The "False Self" Problem
When Your Personality Was Built Around Coping and Masking Strategies
Photo by Random Thinking on Unsplash
For many late-diagnosed autistic and AuDHD adults, one of the most unsettling realizations is not just that they think or process differently, but that the person they believed themselves to be was shaped heavily by adaptation. Years of masking, compensating, and meeting external expectations can create what feels like a coherent personality. But after diagnosis, it can become unclear how much of that identity was authentic and how much of it was constructed for survival. This is often referred to as the “false self” problem, a deep, disorienting experience of questioning who you are beneath the strategies that helped you navigate the world. Contrary to what the term suggests, the “false self” is adaptive, not fake or manipulative.
How the False Self Develops
The false self does not form intentionally. It develops gradually in response to repeated environmental feedback. From an early age, many neurodivergent individuals receive signals that their natural ways of communicating, expressing emotion, or engaging with the world are not acceptable. Whether they are explicit or subtle, they are consistent enough to shape behavior over time.
In response, coping strategies emerge. These might include mimicking social behaviors, suppressing sensory needs, scripting conversations, or pushing through exhaustion. Over time, these strategies can become so ingrained that they feel like personality traits rather than adaptations. What began as a way to fit in becomes the mask, the default way of existing.
Losing Sight of the Underlying Self
When coping strategies are constantly active, it can become difficult to access a sense of self that exists independently of them. Preferences, interests, and even emotional responses may be filtered through what feels acceptable or expected. Decisions may be guided more by external standards than internal cues.
After diagnosis, it can lead to a sense of confusion or emptiness. You begin to notice moments where your automatic responses feel performative or misaligned, but you don’t yet know what would feel more authentic. While it may feel uncomfortable, it doesn’t mean that there is no “real self.” It often means that the authentic self has been obscured by layers of adaptation that were necessary at the time.
The Role of Masking
Masking is central to the development of the false self. It involves consciously or unconsciously modifying behavior to reduce the visibility of neurodivergent traits. For many late-diagnosed adults, masking was not recognized as a distinct process; rather, it simply felt like what was required to function socially or professionally.
The problem is not masking itself, but the extent to which it becomes constant and unquestioned.

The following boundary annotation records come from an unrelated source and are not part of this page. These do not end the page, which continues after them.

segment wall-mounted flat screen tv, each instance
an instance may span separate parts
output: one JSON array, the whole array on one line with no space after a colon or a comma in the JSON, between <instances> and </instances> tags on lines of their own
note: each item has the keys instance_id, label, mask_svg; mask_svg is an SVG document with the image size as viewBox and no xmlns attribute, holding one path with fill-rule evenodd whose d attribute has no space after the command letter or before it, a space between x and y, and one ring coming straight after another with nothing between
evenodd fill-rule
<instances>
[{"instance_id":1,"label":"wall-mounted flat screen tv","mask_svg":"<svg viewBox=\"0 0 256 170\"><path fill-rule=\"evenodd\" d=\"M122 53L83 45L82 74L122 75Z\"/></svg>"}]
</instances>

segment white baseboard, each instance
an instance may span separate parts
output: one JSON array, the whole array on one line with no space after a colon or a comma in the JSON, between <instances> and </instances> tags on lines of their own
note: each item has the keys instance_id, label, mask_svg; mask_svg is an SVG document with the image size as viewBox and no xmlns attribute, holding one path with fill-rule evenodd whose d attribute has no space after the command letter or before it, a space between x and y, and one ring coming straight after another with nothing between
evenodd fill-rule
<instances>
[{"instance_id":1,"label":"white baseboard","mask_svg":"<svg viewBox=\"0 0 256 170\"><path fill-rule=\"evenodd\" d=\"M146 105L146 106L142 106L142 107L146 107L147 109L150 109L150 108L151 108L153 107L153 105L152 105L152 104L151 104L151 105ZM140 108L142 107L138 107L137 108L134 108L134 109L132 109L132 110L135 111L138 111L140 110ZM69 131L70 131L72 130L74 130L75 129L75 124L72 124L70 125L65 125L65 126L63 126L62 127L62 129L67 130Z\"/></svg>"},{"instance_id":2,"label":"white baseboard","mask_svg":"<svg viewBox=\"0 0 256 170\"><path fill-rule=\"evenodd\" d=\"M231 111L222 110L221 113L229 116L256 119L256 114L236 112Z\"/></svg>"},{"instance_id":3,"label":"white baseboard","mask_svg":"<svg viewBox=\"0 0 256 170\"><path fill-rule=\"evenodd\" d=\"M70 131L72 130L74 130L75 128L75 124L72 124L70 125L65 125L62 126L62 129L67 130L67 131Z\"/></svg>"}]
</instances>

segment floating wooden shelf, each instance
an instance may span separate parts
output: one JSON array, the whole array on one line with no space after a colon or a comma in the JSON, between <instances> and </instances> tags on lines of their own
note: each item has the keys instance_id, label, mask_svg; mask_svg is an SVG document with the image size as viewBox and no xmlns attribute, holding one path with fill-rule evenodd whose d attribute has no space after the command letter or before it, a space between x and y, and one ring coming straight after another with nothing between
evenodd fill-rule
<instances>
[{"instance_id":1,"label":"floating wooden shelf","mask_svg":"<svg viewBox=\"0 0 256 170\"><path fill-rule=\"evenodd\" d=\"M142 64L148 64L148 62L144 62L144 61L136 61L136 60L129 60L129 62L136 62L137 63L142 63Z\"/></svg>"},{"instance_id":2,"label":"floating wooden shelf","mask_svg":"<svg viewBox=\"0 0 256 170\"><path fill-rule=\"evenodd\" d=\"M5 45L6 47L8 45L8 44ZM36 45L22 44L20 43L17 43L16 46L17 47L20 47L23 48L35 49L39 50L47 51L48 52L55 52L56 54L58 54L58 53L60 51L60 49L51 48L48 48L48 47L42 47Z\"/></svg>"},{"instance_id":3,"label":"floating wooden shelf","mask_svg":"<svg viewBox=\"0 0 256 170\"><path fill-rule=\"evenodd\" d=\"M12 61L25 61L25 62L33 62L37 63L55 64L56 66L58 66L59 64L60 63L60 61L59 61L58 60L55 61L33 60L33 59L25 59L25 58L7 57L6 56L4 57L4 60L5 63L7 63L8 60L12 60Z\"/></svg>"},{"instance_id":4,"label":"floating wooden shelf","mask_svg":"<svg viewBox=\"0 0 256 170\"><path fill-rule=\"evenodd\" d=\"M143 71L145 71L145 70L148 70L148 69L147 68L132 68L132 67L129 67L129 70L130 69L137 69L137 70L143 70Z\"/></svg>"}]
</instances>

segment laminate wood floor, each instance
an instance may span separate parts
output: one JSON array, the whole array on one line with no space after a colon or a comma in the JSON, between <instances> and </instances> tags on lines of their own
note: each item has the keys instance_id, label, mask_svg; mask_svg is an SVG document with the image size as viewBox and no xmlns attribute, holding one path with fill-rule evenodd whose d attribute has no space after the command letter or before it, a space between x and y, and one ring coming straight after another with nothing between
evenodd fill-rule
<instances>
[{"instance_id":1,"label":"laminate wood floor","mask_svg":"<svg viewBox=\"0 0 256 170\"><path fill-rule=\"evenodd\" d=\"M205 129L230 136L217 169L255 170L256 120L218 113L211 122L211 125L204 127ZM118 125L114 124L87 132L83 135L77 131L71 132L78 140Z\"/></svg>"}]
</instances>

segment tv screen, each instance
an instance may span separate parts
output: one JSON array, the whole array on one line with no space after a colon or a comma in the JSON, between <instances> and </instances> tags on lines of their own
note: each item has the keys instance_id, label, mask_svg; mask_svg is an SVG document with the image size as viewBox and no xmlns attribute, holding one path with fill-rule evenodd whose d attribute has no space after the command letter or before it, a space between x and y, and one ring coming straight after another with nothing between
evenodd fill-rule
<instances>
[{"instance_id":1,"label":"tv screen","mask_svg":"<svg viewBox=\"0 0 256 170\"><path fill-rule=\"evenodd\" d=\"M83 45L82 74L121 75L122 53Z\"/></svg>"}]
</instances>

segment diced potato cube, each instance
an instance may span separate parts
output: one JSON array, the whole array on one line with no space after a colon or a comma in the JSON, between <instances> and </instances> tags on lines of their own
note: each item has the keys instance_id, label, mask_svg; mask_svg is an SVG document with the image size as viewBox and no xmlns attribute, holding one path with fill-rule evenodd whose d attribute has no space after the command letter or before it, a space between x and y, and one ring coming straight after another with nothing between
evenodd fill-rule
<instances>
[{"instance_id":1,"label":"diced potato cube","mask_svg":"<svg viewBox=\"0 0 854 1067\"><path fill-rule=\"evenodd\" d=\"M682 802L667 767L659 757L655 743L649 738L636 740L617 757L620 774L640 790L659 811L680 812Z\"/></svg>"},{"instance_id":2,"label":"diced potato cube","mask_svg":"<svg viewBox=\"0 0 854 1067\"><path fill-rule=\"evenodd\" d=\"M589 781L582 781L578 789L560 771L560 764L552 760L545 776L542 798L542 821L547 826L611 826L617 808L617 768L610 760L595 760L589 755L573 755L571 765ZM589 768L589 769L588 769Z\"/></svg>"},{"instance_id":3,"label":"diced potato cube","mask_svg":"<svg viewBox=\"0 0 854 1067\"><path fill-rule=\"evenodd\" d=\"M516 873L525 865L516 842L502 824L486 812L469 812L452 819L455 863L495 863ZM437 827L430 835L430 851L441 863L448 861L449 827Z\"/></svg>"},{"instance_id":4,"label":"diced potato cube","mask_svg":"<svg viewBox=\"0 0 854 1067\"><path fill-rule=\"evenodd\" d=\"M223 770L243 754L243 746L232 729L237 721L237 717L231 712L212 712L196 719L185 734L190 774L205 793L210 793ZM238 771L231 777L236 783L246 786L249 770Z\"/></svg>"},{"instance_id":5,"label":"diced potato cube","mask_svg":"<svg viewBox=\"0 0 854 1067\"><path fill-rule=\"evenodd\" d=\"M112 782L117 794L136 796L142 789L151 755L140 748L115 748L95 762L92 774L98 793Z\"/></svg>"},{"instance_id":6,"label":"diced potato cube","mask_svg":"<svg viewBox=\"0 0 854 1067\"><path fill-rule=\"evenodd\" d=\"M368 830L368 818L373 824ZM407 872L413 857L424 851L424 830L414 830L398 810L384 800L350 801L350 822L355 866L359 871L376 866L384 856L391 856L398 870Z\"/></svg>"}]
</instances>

When masking is continuous, there is little opportunity to experience yourself without it, which can create a sense that your identity is tied to performance, making it difficult to distinguish between who you are and what you have learned to do.
Realizing the Extent of Adaptation
Diagnosis often brings a sudden awareness of how much adaptation has taken place. Some insights materialize shortly after diagnosis, while others take longer, and some depend on becoming aware of others first. Like grief, unmasking and discovering authenticity are not linear processes, but ongoing evolutions. Behaviors that once felt natural may be reinterpreted as strategies. You may notice how often you adjust your tone, monitor your expressions, or suppress reactions in ways that feel effortful.